Newly appointed Odessa police chief vows to revise release of anti-Kiev activists
Ivan Katerinchuk was appointed following deadly clashes and a fire on Friday that killed dozens in the southeastern port city.
Local media reported that a few hundred people attended the rally near the Odessa interior ministry on Sunday. Some of them were heavily armed with wooden and metal bats, chains, shields, and helmets.
Katerinchuk addressed the crowd with “Glory to Ukraine!,” to which they answered with the traditional “Glory to heroes!,” RT's Irina Galushko reported from Odessa.
“We don’t ban anybody from peacefully demonstrating and expressing their opinions. But we are against those who are promoting separatism and the splitting of Ukraine. I think that is where we are united,” a YouTube video shows Katerinchuk saying in Ukrainian. “But that does not mean that we should break the law,” he added.
When speaking about the 67 released anti-government activists, he said that all will be investigated and it will be determined if they broke any laws.
He called on the Right Sector to exercise restraint and select individuals who will represent the group in order to easily communicate with it about further actions from police.
— Irina Galushko (@IrinaGalushkoRT) May 4, 2014
The new police chief received his position on Sunday, following Friday’s disastrous events in Odessa. After being appointed, he announced that the priority of police would be to avoid additional clashes.
The police chief was born in western Ukraine. He has worked with the police since 1983 and resigned from the force in 2010 after holding various leadership roles.
His last position was as police chief in Ukraine’s Chernigovskaya region, located in the northwest of the country.
A YouTube video from the Sunday rally shows one of the pro-Kiev leaders shouting, “Odessa must be cleared of Colorado beetles (a derogatory term for pro-autonomy activists) before May 8.”
The same video footage showed that one of the attendees of the rally was the same radical that was shooting at the windows of Odessa’s burning House of Trade Unions.
On Friday, dozens of people died in flames in Odessa, when radicals set ablaze the local House of Trade Unions with anti-government protesters trapped inside.

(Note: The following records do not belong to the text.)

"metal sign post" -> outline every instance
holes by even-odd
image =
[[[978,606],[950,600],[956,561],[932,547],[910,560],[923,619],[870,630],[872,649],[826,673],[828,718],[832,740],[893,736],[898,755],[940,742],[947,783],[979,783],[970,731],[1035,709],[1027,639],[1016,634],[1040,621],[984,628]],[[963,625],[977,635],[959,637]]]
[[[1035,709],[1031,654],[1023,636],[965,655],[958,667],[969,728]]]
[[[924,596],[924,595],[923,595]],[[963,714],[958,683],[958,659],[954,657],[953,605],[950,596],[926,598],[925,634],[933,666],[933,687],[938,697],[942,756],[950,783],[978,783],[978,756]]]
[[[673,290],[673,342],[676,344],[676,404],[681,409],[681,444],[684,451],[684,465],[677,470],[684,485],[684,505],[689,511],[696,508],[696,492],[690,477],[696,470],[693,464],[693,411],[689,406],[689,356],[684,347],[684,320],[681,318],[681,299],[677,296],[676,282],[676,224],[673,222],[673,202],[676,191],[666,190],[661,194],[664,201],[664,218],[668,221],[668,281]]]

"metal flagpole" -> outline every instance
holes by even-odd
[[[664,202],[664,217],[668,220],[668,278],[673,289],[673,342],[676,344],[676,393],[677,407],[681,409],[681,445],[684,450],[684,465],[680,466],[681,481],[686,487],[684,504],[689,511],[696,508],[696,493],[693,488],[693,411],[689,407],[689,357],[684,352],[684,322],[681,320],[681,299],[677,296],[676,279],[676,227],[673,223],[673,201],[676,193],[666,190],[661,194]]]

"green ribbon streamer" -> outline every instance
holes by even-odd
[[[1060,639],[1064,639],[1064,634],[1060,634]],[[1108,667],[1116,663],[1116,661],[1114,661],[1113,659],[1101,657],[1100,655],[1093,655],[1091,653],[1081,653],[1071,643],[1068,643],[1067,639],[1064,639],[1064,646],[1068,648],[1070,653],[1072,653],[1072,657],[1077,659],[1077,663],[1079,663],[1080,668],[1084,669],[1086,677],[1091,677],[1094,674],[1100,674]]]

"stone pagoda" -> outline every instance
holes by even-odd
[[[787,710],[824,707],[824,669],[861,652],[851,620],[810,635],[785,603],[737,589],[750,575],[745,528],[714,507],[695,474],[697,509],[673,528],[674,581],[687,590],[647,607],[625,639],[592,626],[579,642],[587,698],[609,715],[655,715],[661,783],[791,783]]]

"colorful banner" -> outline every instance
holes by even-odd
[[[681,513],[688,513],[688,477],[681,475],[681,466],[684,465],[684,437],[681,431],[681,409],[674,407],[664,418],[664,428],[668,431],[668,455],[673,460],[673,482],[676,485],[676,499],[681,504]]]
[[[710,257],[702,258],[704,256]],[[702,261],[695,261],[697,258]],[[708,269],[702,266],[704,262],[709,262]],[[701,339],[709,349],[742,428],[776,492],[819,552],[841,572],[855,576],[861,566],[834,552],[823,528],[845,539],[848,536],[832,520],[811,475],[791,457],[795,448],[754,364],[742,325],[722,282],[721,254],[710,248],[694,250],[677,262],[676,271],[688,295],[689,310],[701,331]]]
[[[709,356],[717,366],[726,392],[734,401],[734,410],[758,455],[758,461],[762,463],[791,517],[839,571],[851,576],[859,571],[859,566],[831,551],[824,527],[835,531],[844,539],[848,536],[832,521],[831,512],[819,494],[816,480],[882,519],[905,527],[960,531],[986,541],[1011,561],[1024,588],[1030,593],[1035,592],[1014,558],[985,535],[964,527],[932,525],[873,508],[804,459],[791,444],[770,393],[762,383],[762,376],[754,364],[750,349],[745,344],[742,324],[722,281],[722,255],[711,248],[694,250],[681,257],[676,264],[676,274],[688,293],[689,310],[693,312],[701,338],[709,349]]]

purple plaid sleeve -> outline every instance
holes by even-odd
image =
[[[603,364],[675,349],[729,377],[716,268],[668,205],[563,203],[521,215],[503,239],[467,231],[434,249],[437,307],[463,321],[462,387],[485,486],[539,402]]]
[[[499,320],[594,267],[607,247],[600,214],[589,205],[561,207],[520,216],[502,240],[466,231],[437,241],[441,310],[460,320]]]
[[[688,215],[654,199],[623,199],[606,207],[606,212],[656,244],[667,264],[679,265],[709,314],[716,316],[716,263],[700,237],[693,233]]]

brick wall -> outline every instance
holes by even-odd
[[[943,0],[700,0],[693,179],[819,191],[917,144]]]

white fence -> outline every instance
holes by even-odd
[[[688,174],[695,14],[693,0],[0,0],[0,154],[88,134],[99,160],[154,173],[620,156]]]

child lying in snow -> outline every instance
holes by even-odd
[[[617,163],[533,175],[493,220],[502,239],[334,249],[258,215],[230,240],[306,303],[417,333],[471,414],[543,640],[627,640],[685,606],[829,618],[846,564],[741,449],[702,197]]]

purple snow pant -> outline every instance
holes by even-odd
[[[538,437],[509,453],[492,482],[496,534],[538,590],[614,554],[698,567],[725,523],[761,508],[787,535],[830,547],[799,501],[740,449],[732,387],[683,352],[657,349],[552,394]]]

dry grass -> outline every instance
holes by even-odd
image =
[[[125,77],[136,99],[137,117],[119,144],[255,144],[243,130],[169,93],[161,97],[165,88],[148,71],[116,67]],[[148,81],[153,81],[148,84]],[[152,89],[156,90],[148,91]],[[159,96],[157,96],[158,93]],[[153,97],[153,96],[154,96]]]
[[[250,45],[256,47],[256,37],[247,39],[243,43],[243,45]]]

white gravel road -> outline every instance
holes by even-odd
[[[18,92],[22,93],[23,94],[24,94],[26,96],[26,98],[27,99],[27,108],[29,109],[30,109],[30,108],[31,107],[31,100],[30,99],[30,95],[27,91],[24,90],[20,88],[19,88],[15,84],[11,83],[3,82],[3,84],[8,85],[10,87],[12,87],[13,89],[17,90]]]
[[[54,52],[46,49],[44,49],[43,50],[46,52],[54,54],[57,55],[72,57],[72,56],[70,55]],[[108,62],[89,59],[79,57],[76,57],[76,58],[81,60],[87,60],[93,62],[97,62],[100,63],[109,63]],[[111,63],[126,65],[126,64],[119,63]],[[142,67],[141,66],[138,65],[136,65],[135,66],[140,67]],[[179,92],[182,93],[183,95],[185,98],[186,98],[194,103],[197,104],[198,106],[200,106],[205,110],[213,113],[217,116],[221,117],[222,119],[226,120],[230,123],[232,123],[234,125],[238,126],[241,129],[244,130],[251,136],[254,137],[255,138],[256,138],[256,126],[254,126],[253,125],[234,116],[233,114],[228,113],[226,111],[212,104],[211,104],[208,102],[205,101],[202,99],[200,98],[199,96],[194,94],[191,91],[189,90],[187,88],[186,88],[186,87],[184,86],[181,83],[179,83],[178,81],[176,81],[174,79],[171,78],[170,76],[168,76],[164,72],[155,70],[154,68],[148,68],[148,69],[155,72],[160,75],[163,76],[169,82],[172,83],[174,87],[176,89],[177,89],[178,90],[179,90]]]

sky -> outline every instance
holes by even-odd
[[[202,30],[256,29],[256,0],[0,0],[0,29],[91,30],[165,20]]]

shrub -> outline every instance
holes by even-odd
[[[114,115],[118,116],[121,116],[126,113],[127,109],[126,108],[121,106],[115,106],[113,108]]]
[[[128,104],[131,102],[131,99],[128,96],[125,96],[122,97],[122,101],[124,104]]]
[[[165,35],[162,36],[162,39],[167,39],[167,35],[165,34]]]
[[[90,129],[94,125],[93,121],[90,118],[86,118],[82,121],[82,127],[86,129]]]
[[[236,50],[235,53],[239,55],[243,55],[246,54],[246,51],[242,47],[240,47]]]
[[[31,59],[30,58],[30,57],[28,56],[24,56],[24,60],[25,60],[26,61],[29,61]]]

The city is now in mourning for those who died, many of whom suffocated from smoke or jumped out of windows.
Around 100 people rallied in central Odessa on Sunday after blocking the local Interior Ministry department in a protest against the detention of anti-government activists following the tragic events on May 2. The protesters have been trying to prevent police from sending the detained, which reportedly include dozens of survivors of the Trade Unions House fire, to the regional court building.
On Sunday, Ukraine’s acting Prime Minister Arseny Yatsenyuk blamed Russia for being behind the Odessa violence. “What happened in Odessa was part of a plan by the Russian Federation to destroy Ukraine and its statehood,” Yatsenyuk said. “Russia sent people here to create chaos.”
The accusations were not backed up by any evidence. In fact, US ambassador to Ukraine Geoffrey Pyatt said on Sunday that his country does not have evidence linking Russia to the tragic events in Odessa.
“We don't have evidence of the Russian role in what – the tragedy that transpired on Friday. Prime Minister Yatsenyuk used some very strong words today, talking about the role that he believes Russia played,” Pyatt said in a telephone interview with CNN. “And this is something that we hope an impartial and systematic investigation will be able to get to the bottom of very quickly.”
However, the diplomat added that “we certainly believe that Russia is exercising influence across eastern Ukraine.”